GitHub - IAAR-Shanghai/xFinder: [ICLR 2025] xFinder: Large Language Models as Automated Evaluators for Reliable Evaluation

xFinder: Large Language Models as Automated Evaluators for Reliable Evaluation

Qingchen Yu^1,*, Zifan Zheng^1,*, Shichao Song^2,*, Zhiyu Li^1,†, Feiyu Xiong¹, Bo Tang¹, Ding Chen¹

¹Institute for Advanced Algorithms Research, Shanghai, ²Renmin University of China

For business inquiries, please contact us at [email protected].

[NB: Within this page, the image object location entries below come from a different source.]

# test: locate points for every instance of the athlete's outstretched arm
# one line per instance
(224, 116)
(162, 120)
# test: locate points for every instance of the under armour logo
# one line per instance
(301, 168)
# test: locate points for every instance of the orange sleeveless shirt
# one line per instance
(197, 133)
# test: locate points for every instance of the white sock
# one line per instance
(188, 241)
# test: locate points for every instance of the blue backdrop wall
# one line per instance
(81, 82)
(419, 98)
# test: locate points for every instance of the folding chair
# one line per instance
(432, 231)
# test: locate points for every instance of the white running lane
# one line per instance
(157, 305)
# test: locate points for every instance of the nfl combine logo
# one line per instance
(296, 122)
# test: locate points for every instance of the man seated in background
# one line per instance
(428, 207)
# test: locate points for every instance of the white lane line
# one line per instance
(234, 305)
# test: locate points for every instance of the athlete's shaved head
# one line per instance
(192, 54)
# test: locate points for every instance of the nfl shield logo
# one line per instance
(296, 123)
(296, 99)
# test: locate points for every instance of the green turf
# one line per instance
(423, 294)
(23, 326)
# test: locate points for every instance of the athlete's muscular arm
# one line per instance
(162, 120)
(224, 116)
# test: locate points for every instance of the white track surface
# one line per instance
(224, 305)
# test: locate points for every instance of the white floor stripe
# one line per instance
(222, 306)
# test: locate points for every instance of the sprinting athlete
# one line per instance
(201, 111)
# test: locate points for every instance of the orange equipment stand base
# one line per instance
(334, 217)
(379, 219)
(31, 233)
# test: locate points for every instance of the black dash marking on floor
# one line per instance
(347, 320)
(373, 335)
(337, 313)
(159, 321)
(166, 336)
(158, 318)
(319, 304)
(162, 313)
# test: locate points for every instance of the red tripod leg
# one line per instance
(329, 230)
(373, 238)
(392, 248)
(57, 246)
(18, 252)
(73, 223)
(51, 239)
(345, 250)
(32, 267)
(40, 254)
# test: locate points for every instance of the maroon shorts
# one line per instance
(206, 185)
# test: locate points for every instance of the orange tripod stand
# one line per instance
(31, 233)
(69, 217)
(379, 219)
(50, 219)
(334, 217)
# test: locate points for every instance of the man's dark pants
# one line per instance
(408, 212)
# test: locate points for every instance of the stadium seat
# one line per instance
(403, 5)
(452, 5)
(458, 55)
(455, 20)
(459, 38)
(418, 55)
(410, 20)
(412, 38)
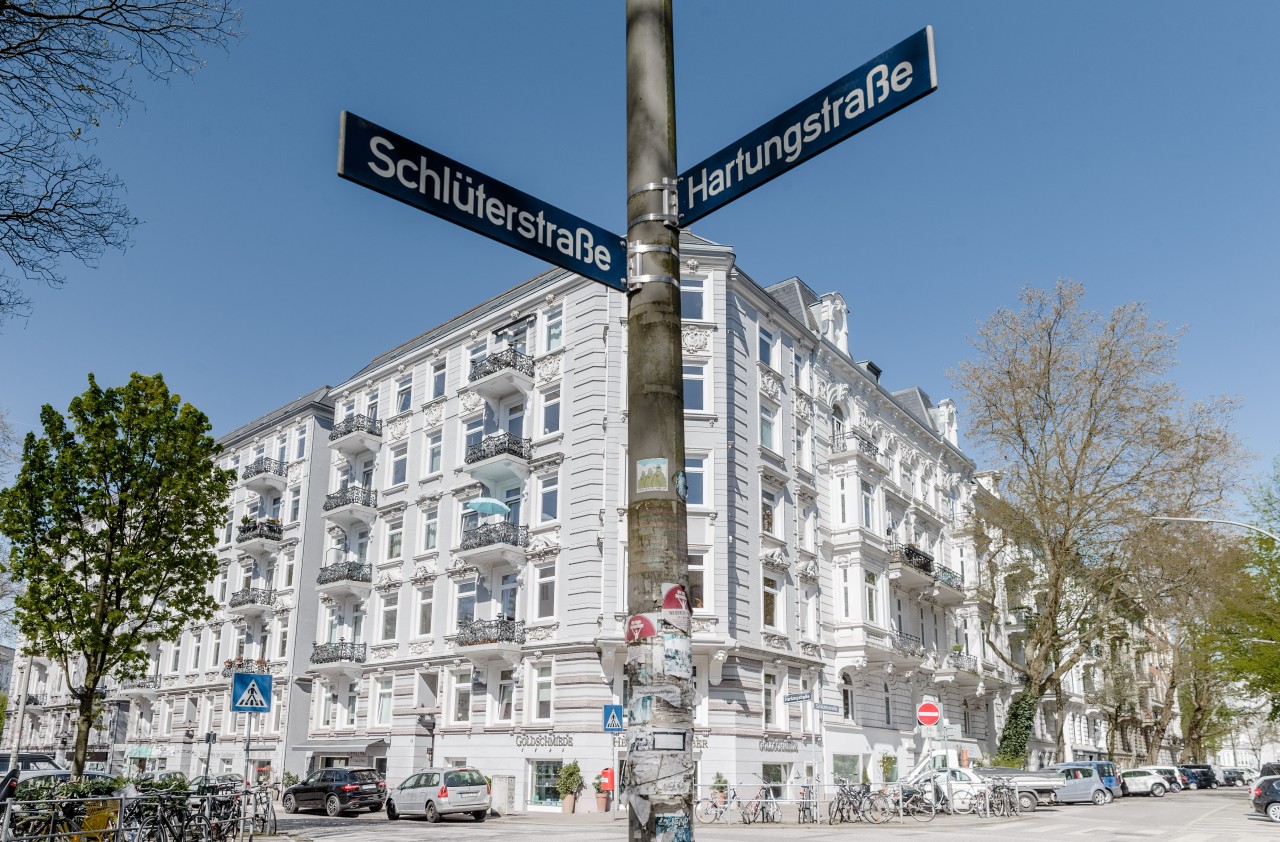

🎯 Who Should Pay Attention to Our Work?

If you are developing a Benchmark, you can use our xFinder to replace traditional RegEx methods for extracting key answers from LLM responses. This will help you improve the accuracy of your evaluation results, enabling more reliable and meaningful comparisons and validation of model performance.
If you are a designer of evaluation frameworks, you can integrate our xFinder into your framework's answer extraction component to enhance the robustness and reliability of the evaluation process.

Important

🌟 Star Us! By starring our project on GitHub, you'll receive all release notifications instantly. We appreciate your support!

📢 News

[2025/01] Our work has been accepted to ICLR 2025! 🎉🎉🎉
[2024/10] We have open-sourced the KAF-Dataset and released xFinder as a PyPI package.
[2024/09] xFinder has been successfully integrated into OpenCompass! 🔥🔥🔥
[2024/08] We updated xFinder: The model now supports processing both English and Chinese.
[2024/05] We released xFinder: Robust and Pinpoint Answer Extraction for Large Language Models. Check out the paper.

Overview

Abstract

The continuous advancement of large language models (LLMs) has brought increasing attention to the critical issue of developing fair and reliable methods for evaluating their performance. Particularly, the emergence of cheating phenomena, such as test set leakage and prompt format overfitting, poses significant challenges to the reliable evaluation of LLMs. As evaluation frameworks commonly use Regular Expression (RegEx) for answer extraction, models may adjust their responses to fit formats easily handled by RegEx. Nevertheless, the key answer extraction module based on RegEx frequently suffers from extraction errors. Furthermore, recent studies proposing fine-tuned LLMs as judge models for automated evaluation face challenges in terms of generalization ability and fairness. This paper comprehensively analyzes the entire LLM evaluation chain and demonstrates that optimizing the key answer extraction module improves extraction accuracy and enhances evaluation reliability. Our findings suggest that improving the key answer extraction module can lead to higher judgment accuracy and improved evaluation efficiency compared to the judge models. To address these issues, we propose xFinder, a novel evaluator for answer extraction and matching in LLM evaluation. As part of this process, we create a specialized dataset, the Key Answer Finder (KAF) dataset, to ensure effective model training and evaluation. Generalization tests and real-world evaluations show that the smallest xFinder model, with only 500 million parameters, achieves an average extraction accuracy of 93.42%. In contrast, RegEx accuracy in the best evaluation framework is 74.38%. The final judgment accuracy of xFinder reaches 97.61%, outperforming existing evaluation frameworks and judge models.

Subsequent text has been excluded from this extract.